Iraq is the good war, Afghanistan the bad. So says State Department coordinator for Iraq, David Satterfield, according to timesonline.com. The evidence is substantial. The past six months in Iraq have brought not only a semblance of order to the chaos, but also the beginnings of political cooperation. The violence that continues to flare is restricted to a much smaller region than the country-wide theatre of one year ago. Meanwhile, the Afghanistan effort grows ever more hobbled by a self-restrained NATO, resilient Taliban, and political bedlam. From the Times:

It is the nature of Afghanistan. Afghanistan has many deficits not present in Iraq. Iraq is a wealthy country, it has resources, badly used, but it has resources,” he said. It is rich. Iraq, for all its difficulty in unifying politically, has many quasi-democratic, recognisable political forces. Afghanistan has warlords,” he said.

Funny how Satterfield’s description of Iraq recalls the very points made by those of us who were optimistic about that country’s chances for democracy when the war began. Surely, this counts as pre-war intelligence of the non-laughable variety.

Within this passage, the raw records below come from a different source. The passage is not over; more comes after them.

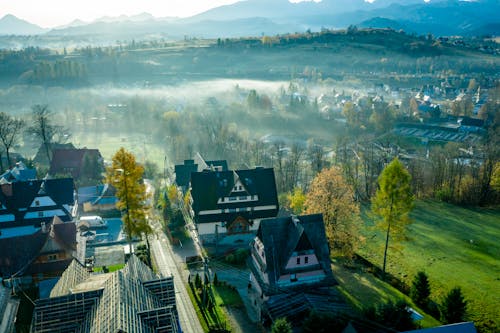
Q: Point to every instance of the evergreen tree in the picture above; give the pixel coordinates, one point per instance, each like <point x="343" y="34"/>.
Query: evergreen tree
<point x="420" y="290"/>
<point x="281" y="325"/>
<point x="393" y="201"/>
<point x="454" y="307"/>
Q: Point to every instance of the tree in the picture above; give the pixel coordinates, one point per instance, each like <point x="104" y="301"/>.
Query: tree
<point x="43" y="128"/>
<point x="392" y="202"/>
<point x="330" y="195"/>
<point x="281" y="325"/>
<point x="297" y="199"/>
<point x="126" y="176"/>
<point x="454" y="307"/>
<point x="10" y="129"/>
<point x="395" y="316"/>
<point x="420" y="290"/>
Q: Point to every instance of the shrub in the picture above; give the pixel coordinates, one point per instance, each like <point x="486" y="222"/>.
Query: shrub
<point x="392" y="315"/>
<point x="318" y="322"/>
<point x="420" y="290"/>
<point x="281" y="325"/>
<point x="454" y="307"/>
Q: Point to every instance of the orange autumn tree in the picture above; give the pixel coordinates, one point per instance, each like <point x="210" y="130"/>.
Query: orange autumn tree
<point x="330" y="195"/>
<point x="125" y="174"/>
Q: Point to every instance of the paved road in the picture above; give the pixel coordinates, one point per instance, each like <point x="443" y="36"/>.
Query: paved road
<point x="164" y="257"/>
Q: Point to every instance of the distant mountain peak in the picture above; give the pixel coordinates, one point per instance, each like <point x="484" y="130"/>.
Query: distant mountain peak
<point x="12" y="25"/>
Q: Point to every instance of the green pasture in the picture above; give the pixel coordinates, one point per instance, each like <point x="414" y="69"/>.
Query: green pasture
<point x="455" y="246"/>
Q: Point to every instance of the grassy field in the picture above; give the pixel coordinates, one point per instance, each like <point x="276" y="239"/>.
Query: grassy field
<point x="362" y="289"/>
<point x="455" y="246"/>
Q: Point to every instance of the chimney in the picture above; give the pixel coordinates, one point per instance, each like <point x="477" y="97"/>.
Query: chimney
<point x="44" y="227"/>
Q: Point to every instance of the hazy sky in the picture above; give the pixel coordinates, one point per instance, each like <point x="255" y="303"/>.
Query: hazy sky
<point x="50" y="13"/>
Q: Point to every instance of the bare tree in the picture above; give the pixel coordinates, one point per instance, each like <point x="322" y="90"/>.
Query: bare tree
<point x="44" y="129"/>
<point x="10" y="129"/>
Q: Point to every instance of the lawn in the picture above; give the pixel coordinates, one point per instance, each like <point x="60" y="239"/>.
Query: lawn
<point x="110" y="268"/>
<point x="227" y="296"/>
<point x="363" y="290"/>
<point x="455" y="246"/>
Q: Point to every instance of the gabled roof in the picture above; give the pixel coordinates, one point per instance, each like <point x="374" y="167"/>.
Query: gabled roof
<point x="215" y="165"/>
<point x="18" y="173"/>
<point x="16" y="198"/>
<point x="468" y="121"/>
<point x="102" y="193"/>
<point x="209" y="186"/>
<point x="283" y="236"/>
<point x="19" y="252"/>
<point x="133" y="299"/>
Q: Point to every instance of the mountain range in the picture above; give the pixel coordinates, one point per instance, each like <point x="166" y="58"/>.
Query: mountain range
<point x="270" y="17"/>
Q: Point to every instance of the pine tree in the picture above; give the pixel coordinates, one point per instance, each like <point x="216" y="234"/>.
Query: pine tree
<point x="454" y="307"/>
<point x="392" y="202"/>
<point x="420" y="290"/>
<point x="281" y="325"/>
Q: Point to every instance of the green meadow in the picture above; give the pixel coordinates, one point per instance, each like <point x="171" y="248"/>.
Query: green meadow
<point x="455" y="246"/>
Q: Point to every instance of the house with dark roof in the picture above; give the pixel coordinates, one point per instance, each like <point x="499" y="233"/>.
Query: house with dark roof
<point x="228" y="205"/>
<point x="19" y="173"/>
<point x="31" y="203"/>
<point x="290" y="263"/>
<point x="40" y="157"/>
<point x="45" y="253"/>
<point x="77" y="163"/>
<point x="183" y="171"/>
<point x="97" y="198"/>
<point x="8" y="310"/>
<point x="133" y="299"/>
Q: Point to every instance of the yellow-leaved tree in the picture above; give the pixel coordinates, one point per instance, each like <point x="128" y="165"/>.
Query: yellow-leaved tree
<point x="330" y="195"/>
<point x="392" y="202"/>
<point x="125" y="174"/>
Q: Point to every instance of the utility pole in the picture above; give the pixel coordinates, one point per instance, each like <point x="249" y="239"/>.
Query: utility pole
<point x="127" y="211"/>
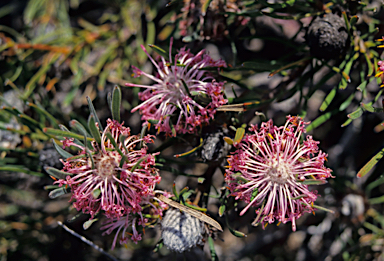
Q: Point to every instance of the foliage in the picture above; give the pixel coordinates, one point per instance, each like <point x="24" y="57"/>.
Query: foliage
<point x="60" y="60"/>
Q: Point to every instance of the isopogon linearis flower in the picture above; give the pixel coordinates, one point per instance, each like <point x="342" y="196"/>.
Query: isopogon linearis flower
<point x="106" y="186"/>
<point x="271" y="170"/>
<point x="380" y="65"/>
<point x="184" y="95"/>
<point x="131" y="224"/>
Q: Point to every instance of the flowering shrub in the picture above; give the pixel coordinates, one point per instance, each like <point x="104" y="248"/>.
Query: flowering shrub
<point x="116" y="178"/>
<point x="184" y="96"/>
<point x="270" y="170"/>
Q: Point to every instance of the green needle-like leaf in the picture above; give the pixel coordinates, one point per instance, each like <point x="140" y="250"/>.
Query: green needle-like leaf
<point x="116" y="103"/>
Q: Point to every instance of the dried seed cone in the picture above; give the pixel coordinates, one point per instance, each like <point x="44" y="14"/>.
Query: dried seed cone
<point x="181" y="231"/>
<point x="327" y="36"/>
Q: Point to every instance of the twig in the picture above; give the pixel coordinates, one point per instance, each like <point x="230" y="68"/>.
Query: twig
<point x="89" y="242"/>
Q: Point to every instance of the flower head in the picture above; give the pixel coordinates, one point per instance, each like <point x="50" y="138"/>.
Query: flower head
<point x="380" y="72"/>
<point x="129" y="225"/>
<point x="184" y="96"/>
<point x="103" y="183"/>
<point x="271" y="169"/>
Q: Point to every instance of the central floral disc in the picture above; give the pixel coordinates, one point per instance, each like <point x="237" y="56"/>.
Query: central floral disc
<point x="105" y="165"/>
<point x="279" y="172"/>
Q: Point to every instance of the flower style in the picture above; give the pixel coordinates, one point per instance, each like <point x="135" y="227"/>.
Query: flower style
<point x="380" y="64"/>
<point x="134" y="221"/>
<point x="380" y="72"/>
<point x="103" y="184"/>
<point x="271" y="170"/>
<point x="183" y="89"/>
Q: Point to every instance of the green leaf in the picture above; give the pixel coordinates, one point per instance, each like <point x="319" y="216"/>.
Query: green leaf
<point x="356" y="114"/>
<point x="374" y="184"/>
<point x="313" y="182"/>
<point x="44" y="112"/>
<point x="174" y="191"/>
<point x="159" y="50"/>
<point x="96" y="193"/>
<point x="67" y="134"/>
<point x="378" y="200"/>
<point x="367" y="107"/>
<point x="173" y="130"/>
<point x="123" y="157"/>
<point x="62" y="152"/>
<point x="327" y="101"/>
<point x="211" y="244"/>
<point x="57" y="192"/>
<point x="185" y="154"/>
<point x="233" y="231"/>
<point x="346" y="123"/>
<point x="369" y="64"/>
<point x="80" y="127"/>
<point x="93" y="112"/>
<point x="31" y="85"/>
<point x="370" y="164"/>
<point x="346" y="103"/>
<point x="239" y="133"/>
<point x="57" y="173"/>
<point x="20" y="169"/>
<point x="138" y="163"/>
<point x="89" y="223"/>
<point x="222" y="210"/>
<point x="94" y="130"/>
<point x="320" y="120"/>
<point x="116" y="103"/>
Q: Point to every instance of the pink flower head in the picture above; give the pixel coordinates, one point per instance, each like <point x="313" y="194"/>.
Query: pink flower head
<point x="128" y="226"/>
<point x="183" y="95"/>
<point x="271" y="169"/>
<point x="102" y="184"/>
<point x="380" y="72"/>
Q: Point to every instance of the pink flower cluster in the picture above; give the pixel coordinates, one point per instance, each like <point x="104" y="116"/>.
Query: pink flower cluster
<point x="183" y="96"/>
<point x="121" y="192"/>
<point x="271" y="168"/>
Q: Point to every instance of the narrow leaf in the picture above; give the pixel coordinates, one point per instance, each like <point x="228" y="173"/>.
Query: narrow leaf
<point x="93" y="129"/>
<point x="370" y="164"/>
<point x="93" y="112"/>
<point x="57" y="173"/>
<point x="89" y="223"/>
<point x="239" y="134"/>
<point x="60" y="150"/>
<point x="211" y="244"/>
<point x="57" y="192"/>
<point x="356" y="114"/>
<point x="116" y="103"/>
<point x="327" y="101"/>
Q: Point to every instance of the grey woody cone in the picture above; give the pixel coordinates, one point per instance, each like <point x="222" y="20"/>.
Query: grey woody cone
<point x="181" y="231"/>
<point x="327" y="36"/>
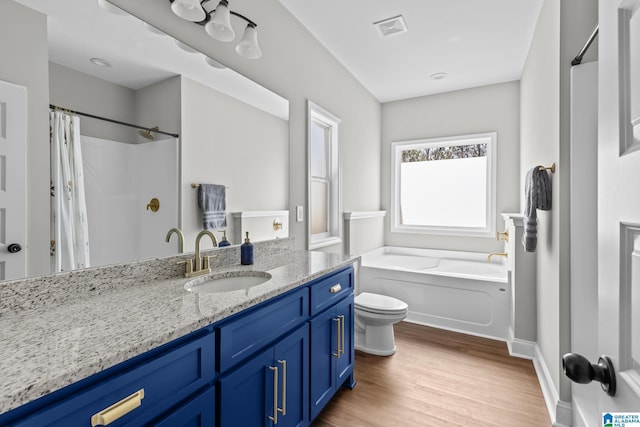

Satterfield also points out: “today more Iraqi citizens in more areas of Iraq were more secure than at any time since the US invasion in 2003.” One should add that with pre-war estimates of state-murdered civilians at between 20,000–25,000 annually, more Iraqi citizens in more areas of Iraq are more secure than at any time in the past thirty years.

One wonders how this novel flip-flop will play out politically. Will Hillary Clinton insert Afghanistan for Iraq in all her upcoming speeches? Not likely. That would be an acknowledgement of the fact that she’s based her withdrawal rhetoric on a sense of defeat rather than on having been lied to. But then, if public sentiment shifts, she’ll be sure to follow.

However, it’s most useful to think of these wars not in terms of good and bad, but as improving and waiting to improve. If General Petraeus moves to Central Command (as Max Boot suggested), he could inspire the clarity and ingenuity allowing us to call them both good wars.